Got the printer cable to today, so after posting this I'll give it a bash, hopefully without putting a hole in the ceiling, wall, or myself.

                                         *****************************

Dinner tonight was curry. It started flaking - powdery, fine snow that melts almost before it lands - and it's bloody freezing, so it's perfect weather for it.

After dinner I picked up the bowls to take them downstairs, and promptly lost my grip. I ended up juggling two bowls, two forks, me, and the carpet. All in front of a very amused flat-mate. Nothing broken, but I'm going to have a very impressive bruise on my wrist where both of the bowls attempted the Great Escape by clambering over my arm. I swear the little buggers grew legs and danced onto the carpet.





Saturday, 2 February 2013

Special, special snowflake moment of Aargh

Every now and then I manage something so spectacularly crazy that it goes past a moment of oops, and into the Special Snowflake category.

Going through the wrong door in a hotel bedroom wearing nothing but a towel was one of them. Getting whiplash from a boiled egg was another. (It's complicated. Let's just say I now have an aversion to microwave egg boilers, and leave it at that, shall we?)

Everybody has their ritual for getting ready for work. Mine involves lurching down to stick the coffee on, often passing Stacey in the passage doing her own Morning Zombie Shuffle.

Then I lurch back to my room, coffee in hand, to start the underwear-deodorant-clothing process. Then I have half my coffee as a reward for not putting anything on backwards and still being upright.

My deodorant sits on top of a little plastic chest of drawers. At the moment, there are two bottles of the stuff on there, as well as eyedrops, face serum, a really cool little oriental pot that I toss my spare change into, and a bottle of liquid black shoe polish, which is pretty handy when I grab my boots and realise they need a touch-up on the way out of the door.

Until yesterday morning, this was never an issue.

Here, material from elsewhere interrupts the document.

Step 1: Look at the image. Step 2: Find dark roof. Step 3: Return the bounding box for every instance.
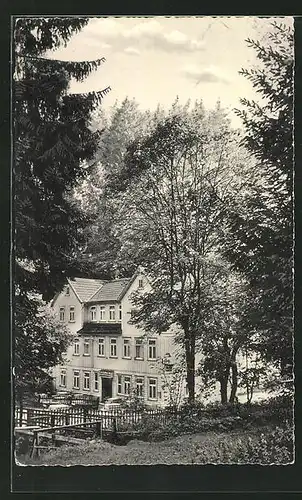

I realised I was running a bit short of time, and started rushing. I grabbed a bottle from the dresser, whipped the top off, and started frantically dabbing under my arms. Then I noticed that there were two little bottles of spray deodorant still lying on the chest of drawers, and that they were spray versions. I haven't used the roll-on stuff in months, since the last one I got felt like it was gluing my armpit shut. Also, there was a strange smell coming from ... me.

I peered down at the bottle I was holding, and said a very rude word. (Actually, I said several of them, some of which haven't been used since my last spider trauma.) About twenty seconds later I was frantically lathering up my armpits in the bathroom, trying to remove the black shoe polish I'd liberally applied.

Just so you know, that stuff is a mother to clean off when it dries, and it dries pretty damn fast when it's on skin.

Eventually I gave up, used quite  bit of perfume (this was not a good idea) and left the house.

For the rest of the day, every time I moved I caught a slight whiff of shoe polish. Combine this with perfume, and the results are pretty bad.

I've rarely been so grateful to get into a bath at the end of a day.